A trio of judges in the High Court, including the President of the King’s Bench Division, have ruled that the ‘ban’ on Palestine Action by the Government in June last year under the Terrorism Act 2000 was disproportionate and unlawful. 

The judgment was critical of the group, and ruled that “Palestine Action encourages its members…to plan and cause damage to property.” The court found that “Palestine Action is not engaged in any exercise of persuasion, or at least not the type of persuasion that is consistent with democratic values and the rule of law.” It is “not an accurate picture” that Palestine Action is an ‘ordinary’ protest group engaged in activities that fall within the well-established tradition of peaceful protect. However, vitally, the actions Palestine Action has actually taken amounting to terrorism are “very small in number”.

The judicial review of the decision to ban Palestine Action, brought by Ms Huda Ammori, its cofounder, was successful on two of the four grounds for which permission to bring the challenge had been granted:

  1. Ground 6: the decision to proscribe was contrary to the Home Secretary’s own policy. This issue was about the legality of the Home Secretary’s exercise of her discretion under the Terrorism Act 2000, guided by a policy paper to assist decisions on proscription, taking into account key factors. The policy required the Home Secretary to assess restrictions that would follow proscription and decide whether they were generally proportionate to the nature and scale of the threat that Palestine Action presents.  The Court found that the Home Secretary’s approach to ‘other factors’ (such as operational advantages) in making her decision was inconsistent with the policy.

  1. Ground 2: European Convention on Human Rights (ECHR). The High Court found that the ban interfered “very significantly” with the Article 10 and 11 rights under the ECHR of those who have or would support Palestine Action, and required justification. The Home Secretary had failed to properly apply her policy and therefore the interference with ECHR rights was not “prescribed by law” (a justification for state bodies who wish to qualify human rights in some way). The balance between the interference in the ECHR rights and the objective for that interference was not struck, and the decision to proscribe the organisation tipped into being disproportionate.

The High Court consequently proposed to make an order quashing the decision to proscribe Palestine Action.

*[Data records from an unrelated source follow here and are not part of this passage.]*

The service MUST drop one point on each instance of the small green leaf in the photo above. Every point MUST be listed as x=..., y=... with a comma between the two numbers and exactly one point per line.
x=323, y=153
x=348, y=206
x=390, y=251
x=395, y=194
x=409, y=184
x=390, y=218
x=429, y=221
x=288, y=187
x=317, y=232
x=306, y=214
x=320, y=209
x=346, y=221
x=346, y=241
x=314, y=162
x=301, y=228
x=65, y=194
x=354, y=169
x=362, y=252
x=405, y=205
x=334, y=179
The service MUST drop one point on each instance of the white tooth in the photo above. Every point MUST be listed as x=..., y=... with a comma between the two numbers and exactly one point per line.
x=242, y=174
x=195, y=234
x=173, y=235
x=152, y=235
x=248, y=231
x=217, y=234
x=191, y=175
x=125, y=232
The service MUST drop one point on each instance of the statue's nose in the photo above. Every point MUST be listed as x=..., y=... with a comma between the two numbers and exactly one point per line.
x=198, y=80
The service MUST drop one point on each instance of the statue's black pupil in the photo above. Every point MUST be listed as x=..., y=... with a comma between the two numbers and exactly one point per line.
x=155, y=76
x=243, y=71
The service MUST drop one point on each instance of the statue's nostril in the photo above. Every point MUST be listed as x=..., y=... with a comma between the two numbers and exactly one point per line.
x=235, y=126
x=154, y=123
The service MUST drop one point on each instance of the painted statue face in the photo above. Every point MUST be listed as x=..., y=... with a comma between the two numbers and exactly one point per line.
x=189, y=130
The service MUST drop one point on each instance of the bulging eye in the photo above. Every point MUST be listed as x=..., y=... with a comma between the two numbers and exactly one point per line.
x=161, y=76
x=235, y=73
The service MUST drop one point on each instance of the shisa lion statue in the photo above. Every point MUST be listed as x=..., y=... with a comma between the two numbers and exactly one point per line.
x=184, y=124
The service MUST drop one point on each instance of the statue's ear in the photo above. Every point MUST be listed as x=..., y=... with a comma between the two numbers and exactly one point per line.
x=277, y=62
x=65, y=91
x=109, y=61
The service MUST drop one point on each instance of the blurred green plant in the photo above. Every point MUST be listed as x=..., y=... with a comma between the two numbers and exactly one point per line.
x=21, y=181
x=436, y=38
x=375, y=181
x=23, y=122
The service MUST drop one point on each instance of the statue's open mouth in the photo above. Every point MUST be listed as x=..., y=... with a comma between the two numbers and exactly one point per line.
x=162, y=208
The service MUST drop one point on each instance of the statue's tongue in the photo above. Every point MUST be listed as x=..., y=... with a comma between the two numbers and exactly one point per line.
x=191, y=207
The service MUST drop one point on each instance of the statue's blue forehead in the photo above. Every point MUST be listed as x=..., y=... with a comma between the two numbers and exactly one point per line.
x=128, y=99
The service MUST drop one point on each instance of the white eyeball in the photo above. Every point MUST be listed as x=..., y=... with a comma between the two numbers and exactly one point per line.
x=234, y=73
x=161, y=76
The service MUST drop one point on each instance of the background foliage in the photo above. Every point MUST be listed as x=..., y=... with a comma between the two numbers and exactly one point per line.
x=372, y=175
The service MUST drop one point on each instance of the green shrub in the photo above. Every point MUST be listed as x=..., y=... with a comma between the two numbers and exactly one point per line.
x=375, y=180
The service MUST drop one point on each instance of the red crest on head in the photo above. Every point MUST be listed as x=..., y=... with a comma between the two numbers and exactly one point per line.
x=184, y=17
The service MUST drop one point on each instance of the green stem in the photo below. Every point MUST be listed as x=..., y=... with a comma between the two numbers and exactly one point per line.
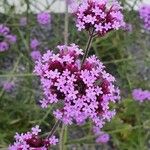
x=63, y=138
x=88, y=46
x=56, y=125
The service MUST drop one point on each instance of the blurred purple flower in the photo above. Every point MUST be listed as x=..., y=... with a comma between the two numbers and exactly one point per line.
x=32, y=141
x=8, y=86
x=100, y=16
x=140, y=95
x=103, y=138
x=144, y=12
x=44, y=18
x=6, y=38
x=36, y=55
x=34, y=44
x=127, y=27
x=23, y=21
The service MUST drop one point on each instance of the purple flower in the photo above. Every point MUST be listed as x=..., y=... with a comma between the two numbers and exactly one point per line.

The Home Secretary has indicated that she plans to appeal the judgment to the Court of Appeal, going as far as to express that she “disagreed with the notion” that banning Palestine Action, which she referred to as a “terrorist group” was disproportionate.

Huda Ammori expressed relief that the High Court had struck down the decision which led to nearly 3,000 arrests of protestors, many of whom were pensioners arrested for sitting in silence holding signs supporting Palestine Action. Some, including Zack Polanski, Green party leader, are calling for those arrested in connection with the proscription of Palestine Action to have their charges dropped.

The High Court has ruled that the ban will remain in place until any application for a stay pending appeal is made. It remains to be seen how this plays out in any future protests in the name of Palestine Action until the outcome of an appeal, and for those awaiting charges (which can often take many months, or even a year, after an arrest).